I realize I haven’t even told her about the letter she left me. It’s so private that I’m not sure I want to share, but at the same time, keeping it all inside is going to eat me alive. I dig the letter out of my purse and pass it to her. She looks up at me, but I say nothing while she opens the letter and begins to read. I pick up Gavin and place him up on my shoulder, softly patting his back.

I pace the room impatiently while Vi reads and finally manage to get a little burp out of Gavin. I chance a peek back at Violet and notice the tears streaming down her face. At least I wasn’t the only one who cried reading it.

“Are you going to?” she asks, looking up from the letter.

“Of course not! Violet I’m a twenty-eight year old unwed doula living in my deceased brother’s house. I’m not exactly in a position to rear a child.”

“You don’t give yourself enough credit,” she says, standing.

“Are you seriously trying to talk me into this?”

“I am. That child needs a mother, and I can’t think of anyone who would be a better one than you. And I’ve seen your account balance, so don’t act like you’re poor.”

“That’s Rhett’s money, not mine. A child would eat through that savings. Not to mention what would I do when I get called out in the middle of the night for a two-day labor?” I ask, handing Gavin back to her.

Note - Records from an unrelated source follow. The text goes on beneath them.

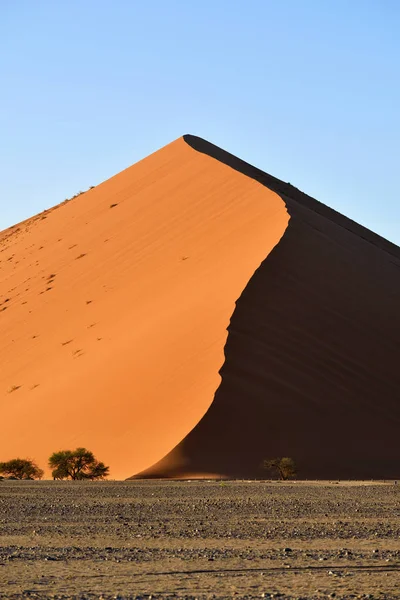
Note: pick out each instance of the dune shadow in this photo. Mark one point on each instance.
(311, 359)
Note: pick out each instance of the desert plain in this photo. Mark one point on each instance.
(199, 539)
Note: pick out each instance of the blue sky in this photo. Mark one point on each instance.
(307, 90)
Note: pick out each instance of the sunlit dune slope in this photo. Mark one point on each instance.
(114, 308)
(312, 360)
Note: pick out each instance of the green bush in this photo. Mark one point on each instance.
(77, 464)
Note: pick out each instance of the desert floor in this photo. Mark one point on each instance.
(192, 539)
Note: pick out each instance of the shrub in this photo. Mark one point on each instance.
(21, 468)
(77, 464)
(284, 467)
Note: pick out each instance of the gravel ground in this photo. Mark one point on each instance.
(193, 539)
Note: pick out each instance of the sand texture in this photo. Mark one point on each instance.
(312, 360)
(205, 540)
(114, 307)
(192, 316)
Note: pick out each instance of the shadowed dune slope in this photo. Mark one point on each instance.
(312, 360)
(114, 307)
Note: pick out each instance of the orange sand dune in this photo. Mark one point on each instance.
(114, 308)
(312, 360)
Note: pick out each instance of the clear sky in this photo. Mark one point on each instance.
(307, 90)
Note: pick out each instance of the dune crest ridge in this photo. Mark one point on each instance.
(114, 307)
(311, 360)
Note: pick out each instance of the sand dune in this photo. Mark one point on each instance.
(312, 358)
(119, 308)
(114, 307)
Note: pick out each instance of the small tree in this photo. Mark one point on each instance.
(21, 468)
(77, 464)
(285, 467)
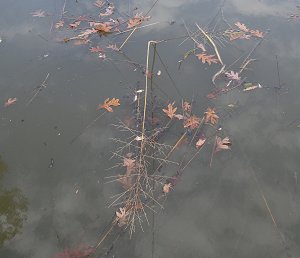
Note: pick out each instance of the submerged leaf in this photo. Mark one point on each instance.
(170, 111)
(211, 116)
(207, 58)
(109, 103)
(222, 144)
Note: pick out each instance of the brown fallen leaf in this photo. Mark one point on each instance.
(107, 104)
(241, 26)
(200, 142)
(211, 116)
(99, 3)
(167, 187)
(96, 49)
(10, 101)
(137, 20)
(222, 144)
(59, 24)
(103, 27)
(122, 215)
(207, 58)
(257, 33)
(170, 111)
(74, 24)
(39, 13)
(186, 106)
(192, 122)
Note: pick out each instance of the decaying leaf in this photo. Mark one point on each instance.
(207, 58)
(211, 116)
(170, 111)
(200, 142)
(113, 47)
(59, 24)
(99, 3)
(186, 106)
(85, 34)
(222, 144)
(74, 24)
(39, 13)
(192, 122)
(108, 11)
(122, 217)
(96, 49)
(257, 33)
(10, 101)
(241, 26)
(103, 27)
(250, 86)
(137, 20)
(109, 103)
(233, 75)
(167, 188)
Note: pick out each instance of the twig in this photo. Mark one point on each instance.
(39, 89)
(216, 51)
(127, 38)
(213, 152)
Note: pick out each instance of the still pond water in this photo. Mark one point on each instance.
(53, 192)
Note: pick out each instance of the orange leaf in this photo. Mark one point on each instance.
(107, 104)
(207, 58)
(211, 116)
(10, 101)
(170, 111)
(103, 27)
(192, 122)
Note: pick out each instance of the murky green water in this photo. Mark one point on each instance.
(53, 193)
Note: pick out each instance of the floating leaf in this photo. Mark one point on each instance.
(39, 13)
(207, 58)
(99, 3)
(59, 24)
(222, 144)
(170, 111)
(167, 187)
(109, 103)
(10, 101)
(233, 76)
(192, 122)
(241, 26)
(200, 142)
(211, 116)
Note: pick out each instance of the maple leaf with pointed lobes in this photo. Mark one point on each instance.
(257, 33)
(10, 101)
(74, 24)
(39, 13)
(200, 142)
(96, 49)
(109, 103)
(170, 111)
(122, 217)
(167, 187)
(222, 144)
(99, 3)
(192, 122)
(59, 24)
(207, 58)
(186, 106)
(233, 76)
(241, 26)
(108, 11)
(211, 116)
(103, 27)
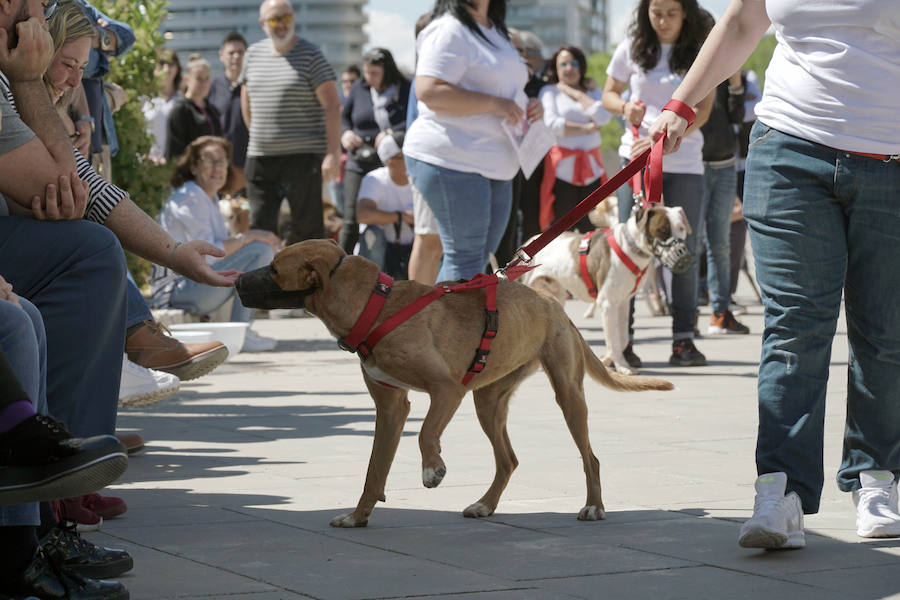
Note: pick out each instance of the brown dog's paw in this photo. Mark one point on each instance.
(591, 513)
(348, 520)
(478, 510)
(433, 477)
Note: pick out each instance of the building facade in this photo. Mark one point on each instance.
(581, 23)
(336, 26)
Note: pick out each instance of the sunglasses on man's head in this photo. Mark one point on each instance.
(280, 20)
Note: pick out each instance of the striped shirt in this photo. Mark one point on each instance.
(102, 195)
(285, 114)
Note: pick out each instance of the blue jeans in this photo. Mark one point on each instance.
(24, 343)
(74, 273)
(471, 213)
(824, 223)
(200, 299)
(719, 188)
(684, 190)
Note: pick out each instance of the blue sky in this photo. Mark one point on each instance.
(391, 23)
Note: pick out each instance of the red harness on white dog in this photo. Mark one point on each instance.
(354, 341)
(585, 246)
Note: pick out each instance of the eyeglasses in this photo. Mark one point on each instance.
(206, 161)
(284, 19)
(50, 8)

“You bring her over to me, that’s what you do.”

“Vi, I couldn’t do that to you and Jack,” I argue.

“You could, seeing as I’ll be dropping Gavin off plenty of times a month, too, so Jack and I can have some alone time,” she says, waggling her eyebrows and trying to make light of the situation.

“The answer is still no Violet. I don’t want to be a single mother. I want to get married, have my own children.”

“Just because you didn’t push her out doesn’t mean she won’t be yours.”

“I can’t do this right now,” I say, wanting to change the subject, since I’m unable to leave. Why did I agree to drive her home, and even worse, why did I show her the letter? She just pushed out a baby—she’s hormonal.

“Just answer me this then—who’s going to take the baby?”

“Social services,” I reply.

“Kind of like Katie, huh,” she retorts.

Katie was a girl in our fifth grade class. She was always in and out of foster homes and came to school in dirty clothes, bruises, and most of the time had no lunch. Violet and I always tried to bring extra and sit with her at lunchtime, but we could tell she was embarrassed. She just stopped coming to school one day; I guess she transferred houses, or maybe she was adopted. We never did hear from her again to find out.

“Violet, I just … can’t.”

“You mean you won’t, huge difference.”

“I’m going to forgive you right now, because I know you’re hormonal, and want every baby to have it all like Gavin does, but not everyone can be so lucky. You do know there are good foster homes, right? One of my clients, Christina, was also a foster mom. An awesome one!”

“Lana, I’ve been sitting in this hospital room for days cuddling my little guy while he’s sick. I feel like it’s the only thing I can do. That little girl down there has nobody to snuggle her. She has no one in this world to offer her unconditional love, and while I’m sure the nurses will care on some level what happens to her, nobody truly cares, and everyone should have someone in their lives who loves them no matter what,” she says, looking down at the baby in her arms.